Militant combat rattles the Middle East

February 5th, 2015




At least 26 Egyptian soldiers and civilians were killed by extremist militants on Thursday, Jan. 29, according to the BBC. The militant group, Sinai Province, has pledged its allegiance to the Islamic State group.


The Sinai Province targeted police headquarters, a military base, an army checkpoint and a residential complex for military and law enforcement personnel, according to Al-Jazeera.


The militants used a combination of car bombs and rockets fired at the various police offices and a military base.


President Abdel-Fattah el-Sissi had to shorten a trip to Ethiopia as a result of the attacks, but vowed to “die defending the region from terror,” according to Al-Jazeera.


Attacks in Egypt by Islamist militant groups have been ever prevalent ever since el-Sissi ousted President Mohammad Morsi in July 2013.


According to the BBC, the U.S. was quick to condemn the attacks by the Islamist militants, saying the country will remain “steadfast in its support of the Egyptian government’s efforts to combat the threat of terrorism.”




At least 55 people were killed in southern Pakistan on Friday, Jan. 30 after a bomb went off during Friday prayers at a Shiite mosque. According to NPR, dozens more were injured.


The group responsible for the attack, Jundallah, is linked to the Pakistani Taliban, and is classified as a Sunni militant group.  The mosque was located in Shikarpur, part of the Sindh province, 300 miles north of Karachi.


This was the fifth attack in this area of the Sindh province since 2010. Attacks throughout the Sindh province have been rare as it is usually a peaceful province that is fairly religiously tolerant. Jundallah has been linked to both al-Qaida and the Iranian Sunni Muslim group, according to the BBC.


According to the BBC, local media reported the blast was caused by a suicide bomber. Police are still working to confirm this.


Former President Asif Ali Zardari, a native of the Sindh Province, said he was “shocked and grieved beyond measure” by the attacks, according to The New York Times.




Conflict in Yemen escalated as a key military base located in Sanaa was captured by Shiite rebels on Thursday, Jan. 29. U.S. military previously trained counter-terrorism forces at the base, according to ABC.


The Houthis, the Shiite sect responsible for the base’s capture, had seized a number of military bases in the days leading up to the attacks. This includes a Special Forces location, according to ABC. The Houthis gained control of the capital last September.

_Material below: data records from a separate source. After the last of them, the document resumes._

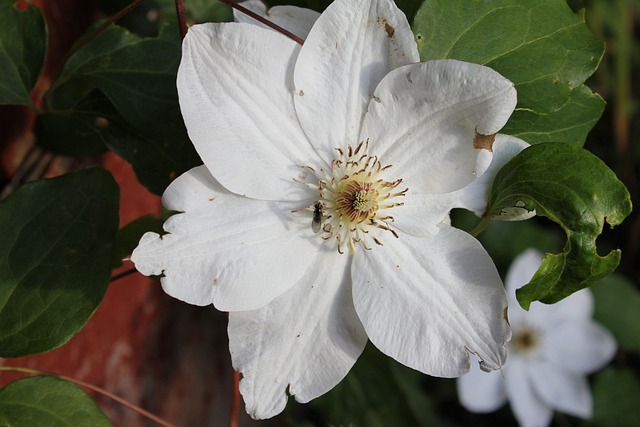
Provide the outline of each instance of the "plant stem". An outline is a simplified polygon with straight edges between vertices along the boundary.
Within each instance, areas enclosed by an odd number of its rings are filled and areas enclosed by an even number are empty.
[[[138,271],[138,270],[136,270],[135,268],[132,268],[131,270],[127,270],[127,271],[123,271],[122,273],[118,273],[115,276],[113,276],[109,282],[115,282],[116,280],[120,280],[123,277],[126,277],[126,276],[128,276],[130,274],[135,273],[136,271]]]
[[[231,399],[231,415],[229,427],[238,427],[238,410],[240,409],[240,373],[233,370],[233,397]]]
[[[184,40],[184,36],[187,35],[187,20],[184,14],[184,0],[176,0],[176,14],[178,15],[180,39]]]
[[[279,32],[281,34],[284,34],[285,36],[289,37],[291,40],[295,41],[296,43],[299,43],[301,45],[304,44],[304,40],[302,40],[300,37],[296,36],[292,32],[289,32],[289,31],[285,30],[281,26],[279,26],[277,24],[274,24],[273,22],[271,22],[268,19],[258,15],[257,13],[254,13],[254,12],[250,11],[249,9],[247,9],[244,6],[240,6],[235,1],[233,1],[233,0],[220,0],[220,1],[222,3],[228,4],[229,6],[231,6],[232,8],[234,8],[236,10],[239,10],[240,12],[244,13],[245,15],[248,15],[248,16],[252,17],[256,21],[262,22],[264,25],[273,28],[277,32]]]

Until 2012, American forces used the camp to train militias to battle al-Qaida’s Yemeni affiliate group.


The Houthis, however, are hoping to oust President Abd Rabbuh Mansur Hadi and are currently holding him at “gunpoint,” according to The Associated Press.  The group maintains that it wants a peaceful transition of power to occur.


According to The Associated Press, the Houthis still control most of the capital’s military installations and weaponry.


The U.S. military is fighting back with drone attacks. This included one on Saturday, Jan. 31 in the Shabwa province that allegedly killed four al-Qaida operatives, according to The Associated Press.